BookcaseBMJ 1999; 318 doi: https://doi.org/10.1136/bmj.318.7177.201a (Published 16 January 1999) Cite this as: BMJ 1999;318:201
The partial pressure of oxygen at the top of Mont Blanc, the highest mountain in Europe but a molehill by Himalayan standards, is only half that at sea level. So it's hardly surprising that mountain climbing is physiologically challenging. The High Altitude Medicine Handbook (Radcliffe Medical Press, £17.95, ISBN 1 857752147) gives a clear account of acute mountain sickness and its complications, pulmonary and cerebral oedema, and is required reading for expedition doctors or anyone else planning to go trekking in a high altitude area.
Adrian Desmond's much praised Huxley: The Devil's Disciple is now available in paperback (Penguin Books, £10.99, ISBN 0 140173099). If, like me, you knew little more of T H Huxley than his reputation as Darwin's bulldog, this biography will reveal an energetic and complicated man who played a pivotal role in Victorian science.

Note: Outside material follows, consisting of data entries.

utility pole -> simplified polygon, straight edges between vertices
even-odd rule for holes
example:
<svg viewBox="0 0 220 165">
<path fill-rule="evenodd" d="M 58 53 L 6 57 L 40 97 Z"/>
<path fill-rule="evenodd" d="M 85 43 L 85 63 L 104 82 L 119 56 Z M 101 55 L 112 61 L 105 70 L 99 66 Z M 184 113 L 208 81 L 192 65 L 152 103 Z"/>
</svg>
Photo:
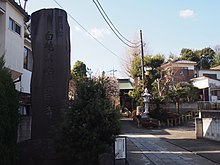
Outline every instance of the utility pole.
<svg viewBox="0 0 220 165">
<path fill-rule="evenodd" d="M 144 73 L 144 46 L 142 39 L 142 30 L 140 30 L 140 39 L 141 39 L 141 71 L 142 71 L 142 81 L 143 81 L 143 90 L 145 88 L 145 73 Z"/>
</svg>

American student texts often seem to present information in a more attractive and imaginative way than their British equivalents. Understanding Acid-Base (Williams and Wilkins, £19.95, ISBN 0 683182722) is a good example. The chapters are short, illustrated with many simple diagrams, and each contains a brief summary of the main ideas. All of the five sections end with a self assessment quiz. It's strongly clinically oriented, but there is a substantial appendix for anyone wanting to go deeper into understanding the chemistry.
Among the darker secrets of medical research are the experiments performed in the Holmesberg prison in Philadelphia from the early 1950s to the mid-1970s. Acres of Skin (Routledge, £18.99, ISBN 0 415919908) tells how hundreds of prisoners were used as guinea pigs to test the biological effects of chemicals, drugs, and ionising radiation. It's much more than a horror story. The book explores why prisoners acquiesced in their own exploitation and how medical colleagues either conspired not to notice what was going on or developed a disturbing willingness to experiment on some of society's most vulnerable members.
In Henry IV, Shakespeare described sleep as nature's soft nurse. But the frequency with which people whinge about sleeping poorly suggests that this perception is far from universal. The medical treatment of sleep disorders is developing rapidly. Sleep disorders: Diagnosis and Treatment (Humana Press, £55, ISBN 0 896035271) deals with the common complaint of insomnia as well as the rarer conditions of obstructive sleep apnoea, narcolepsy, and nocturnal myoclonus.